Jackson’s stomach was so swollen from surgery and seemed to get bigger by the day – knowing there was cancer in there and watching his stomach grow without a course of action made everything I ate taste like dust or get stuck in my throat. Everett and I couldn’t even function to turn on the TV. It seemed stupid, trivial. Jackson’s cancer took all the color out of our world.
Not knowing much about pediatric cancer, we were learning a full diagnosis takes time. We still needed more tests/scans done to confirm whether Jackson was high risk or low risk, which had completely different treatments, and just where his cancer had spread. Not knowing what we were truly facing made me feel like ripping my hair out. I needed answers and I needed them NOW. We were truly lucky when the oncologist mentioned a weekend reprieve from the hospital before getting admitted for the additional tests and beginning chemo.
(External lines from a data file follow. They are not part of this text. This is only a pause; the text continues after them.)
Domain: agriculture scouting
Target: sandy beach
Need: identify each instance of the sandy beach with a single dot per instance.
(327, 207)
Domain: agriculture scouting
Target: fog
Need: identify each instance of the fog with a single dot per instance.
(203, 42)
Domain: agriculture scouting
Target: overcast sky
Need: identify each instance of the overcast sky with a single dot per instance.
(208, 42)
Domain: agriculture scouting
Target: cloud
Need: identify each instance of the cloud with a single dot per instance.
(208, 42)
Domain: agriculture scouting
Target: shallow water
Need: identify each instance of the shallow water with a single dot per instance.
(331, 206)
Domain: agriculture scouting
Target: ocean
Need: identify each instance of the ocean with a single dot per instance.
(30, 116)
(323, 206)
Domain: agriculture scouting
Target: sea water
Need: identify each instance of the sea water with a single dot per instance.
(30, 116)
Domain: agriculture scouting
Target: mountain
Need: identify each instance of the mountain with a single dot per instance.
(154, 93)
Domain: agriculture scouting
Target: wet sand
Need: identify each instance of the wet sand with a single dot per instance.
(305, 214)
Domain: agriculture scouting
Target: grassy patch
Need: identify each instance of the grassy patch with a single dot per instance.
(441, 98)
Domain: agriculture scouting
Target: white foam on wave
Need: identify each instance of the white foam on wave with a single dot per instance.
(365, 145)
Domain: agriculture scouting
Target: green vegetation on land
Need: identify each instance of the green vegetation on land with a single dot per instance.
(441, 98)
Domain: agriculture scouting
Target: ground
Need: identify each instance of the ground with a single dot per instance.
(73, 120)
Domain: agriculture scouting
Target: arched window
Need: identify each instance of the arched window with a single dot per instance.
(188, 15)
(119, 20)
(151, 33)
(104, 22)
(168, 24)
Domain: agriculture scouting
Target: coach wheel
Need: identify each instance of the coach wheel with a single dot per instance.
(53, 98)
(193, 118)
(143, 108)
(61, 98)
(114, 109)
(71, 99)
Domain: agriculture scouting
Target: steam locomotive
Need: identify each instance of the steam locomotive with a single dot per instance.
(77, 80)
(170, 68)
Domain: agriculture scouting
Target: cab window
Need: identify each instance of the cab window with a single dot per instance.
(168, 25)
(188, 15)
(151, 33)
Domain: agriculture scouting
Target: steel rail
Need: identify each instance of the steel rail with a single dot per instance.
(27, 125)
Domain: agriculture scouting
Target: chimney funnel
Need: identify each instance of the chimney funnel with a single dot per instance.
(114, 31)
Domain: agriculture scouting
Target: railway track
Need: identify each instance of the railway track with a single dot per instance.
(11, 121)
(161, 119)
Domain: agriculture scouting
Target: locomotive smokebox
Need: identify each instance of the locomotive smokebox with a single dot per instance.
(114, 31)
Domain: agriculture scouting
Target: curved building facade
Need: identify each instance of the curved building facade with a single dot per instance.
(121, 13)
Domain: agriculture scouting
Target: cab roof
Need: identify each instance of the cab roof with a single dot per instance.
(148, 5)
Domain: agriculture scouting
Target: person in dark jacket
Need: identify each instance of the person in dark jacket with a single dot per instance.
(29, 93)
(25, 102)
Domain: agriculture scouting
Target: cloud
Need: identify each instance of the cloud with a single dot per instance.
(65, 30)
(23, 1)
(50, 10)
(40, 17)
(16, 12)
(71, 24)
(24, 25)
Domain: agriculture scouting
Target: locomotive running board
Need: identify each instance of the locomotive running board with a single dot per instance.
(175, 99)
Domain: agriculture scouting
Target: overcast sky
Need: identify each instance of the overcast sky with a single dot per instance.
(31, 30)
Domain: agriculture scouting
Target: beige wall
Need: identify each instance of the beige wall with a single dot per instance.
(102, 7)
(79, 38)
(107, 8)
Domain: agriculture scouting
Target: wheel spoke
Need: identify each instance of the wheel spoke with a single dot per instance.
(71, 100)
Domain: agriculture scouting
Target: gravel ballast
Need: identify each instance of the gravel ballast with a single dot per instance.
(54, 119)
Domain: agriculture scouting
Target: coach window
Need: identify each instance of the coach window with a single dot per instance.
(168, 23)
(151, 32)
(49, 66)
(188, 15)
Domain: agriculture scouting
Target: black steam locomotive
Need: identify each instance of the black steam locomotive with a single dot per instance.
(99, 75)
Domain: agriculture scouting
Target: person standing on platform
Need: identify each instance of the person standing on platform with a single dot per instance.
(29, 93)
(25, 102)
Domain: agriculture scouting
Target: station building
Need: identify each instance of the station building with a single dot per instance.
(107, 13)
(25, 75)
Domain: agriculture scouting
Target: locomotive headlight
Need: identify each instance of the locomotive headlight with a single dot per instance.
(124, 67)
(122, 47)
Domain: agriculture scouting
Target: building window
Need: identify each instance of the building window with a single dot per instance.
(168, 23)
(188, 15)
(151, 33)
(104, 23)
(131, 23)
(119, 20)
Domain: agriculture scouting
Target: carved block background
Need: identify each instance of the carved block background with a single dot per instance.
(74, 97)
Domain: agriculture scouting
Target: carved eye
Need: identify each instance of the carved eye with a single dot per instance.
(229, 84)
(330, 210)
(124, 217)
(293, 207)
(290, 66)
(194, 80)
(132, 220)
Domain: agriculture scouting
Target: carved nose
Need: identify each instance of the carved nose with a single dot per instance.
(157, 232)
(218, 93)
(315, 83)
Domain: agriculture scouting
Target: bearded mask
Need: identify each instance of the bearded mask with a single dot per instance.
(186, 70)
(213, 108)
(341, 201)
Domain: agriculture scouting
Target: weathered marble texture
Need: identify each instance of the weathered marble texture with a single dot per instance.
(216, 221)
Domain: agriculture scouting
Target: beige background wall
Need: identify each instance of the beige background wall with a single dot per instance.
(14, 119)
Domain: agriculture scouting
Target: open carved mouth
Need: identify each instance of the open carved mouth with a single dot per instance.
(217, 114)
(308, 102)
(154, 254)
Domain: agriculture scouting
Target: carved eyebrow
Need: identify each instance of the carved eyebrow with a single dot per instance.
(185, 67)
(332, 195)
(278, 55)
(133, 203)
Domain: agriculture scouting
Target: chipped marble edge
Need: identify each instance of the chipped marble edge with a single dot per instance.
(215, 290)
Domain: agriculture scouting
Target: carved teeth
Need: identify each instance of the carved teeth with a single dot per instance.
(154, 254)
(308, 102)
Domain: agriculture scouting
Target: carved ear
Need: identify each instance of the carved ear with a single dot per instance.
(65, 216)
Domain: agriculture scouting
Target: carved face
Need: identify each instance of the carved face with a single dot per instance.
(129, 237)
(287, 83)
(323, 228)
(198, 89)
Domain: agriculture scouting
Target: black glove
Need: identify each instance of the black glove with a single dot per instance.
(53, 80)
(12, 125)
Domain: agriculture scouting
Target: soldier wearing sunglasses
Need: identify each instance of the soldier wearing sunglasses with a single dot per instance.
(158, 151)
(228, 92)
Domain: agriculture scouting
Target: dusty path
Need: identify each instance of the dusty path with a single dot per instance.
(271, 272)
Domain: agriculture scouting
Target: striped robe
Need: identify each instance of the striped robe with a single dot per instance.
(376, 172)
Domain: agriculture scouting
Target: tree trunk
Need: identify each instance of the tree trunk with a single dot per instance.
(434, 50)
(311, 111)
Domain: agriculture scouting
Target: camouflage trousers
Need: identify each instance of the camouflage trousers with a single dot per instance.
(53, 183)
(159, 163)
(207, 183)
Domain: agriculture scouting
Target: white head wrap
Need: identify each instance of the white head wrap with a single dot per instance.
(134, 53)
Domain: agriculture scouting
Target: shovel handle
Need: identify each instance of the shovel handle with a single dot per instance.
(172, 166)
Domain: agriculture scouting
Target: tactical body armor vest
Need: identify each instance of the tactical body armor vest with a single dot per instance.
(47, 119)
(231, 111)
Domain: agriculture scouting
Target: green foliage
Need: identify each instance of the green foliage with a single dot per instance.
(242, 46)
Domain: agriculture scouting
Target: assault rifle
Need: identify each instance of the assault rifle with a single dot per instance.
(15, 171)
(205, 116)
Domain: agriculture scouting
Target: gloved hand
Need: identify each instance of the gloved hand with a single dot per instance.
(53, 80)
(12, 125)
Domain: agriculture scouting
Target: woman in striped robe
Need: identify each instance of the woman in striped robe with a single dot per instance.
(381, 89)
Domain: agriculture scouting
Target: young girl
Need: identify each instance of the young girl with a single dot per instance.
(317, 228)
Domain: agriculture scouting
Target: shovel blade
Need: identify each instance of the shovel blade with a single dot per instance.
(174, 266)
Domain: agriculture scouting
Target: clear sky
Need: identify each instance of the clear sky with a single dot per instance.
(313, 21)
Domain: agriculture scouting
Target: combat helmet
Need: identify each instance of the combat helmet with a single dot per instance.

We were packing before he left the room. The idea of home had never felt so good.
But once we were back in our normal home — it wasn’t normal anymore. We watched Jackson’s every move and catered to his every need. One of our biggest initial caregiver challenge was how to bathe our 13-month-old. Ev and I knew Jackson LIVED for his bedtime bath, but how do we keep that same experience without getting his line wet or exerting himself after surgery?
This is a snapshot of that moment in time.
What you see in this picture is creative parental desperation. We wrapped Jackson in leftover Valentine’s Day saran wrap in an effort to make bathtime as fun and ordinary as possible. While Jackson and I played in the tub, Ev researched, found and ordered a new product called an AquaGuard. It served as a saving grace over the next 15 months of treatment for us.
This snapshot holds many emotions for me. It also signifies the very beginning of a different partnership between Everett and I: finding our roles and strengths as caregivers.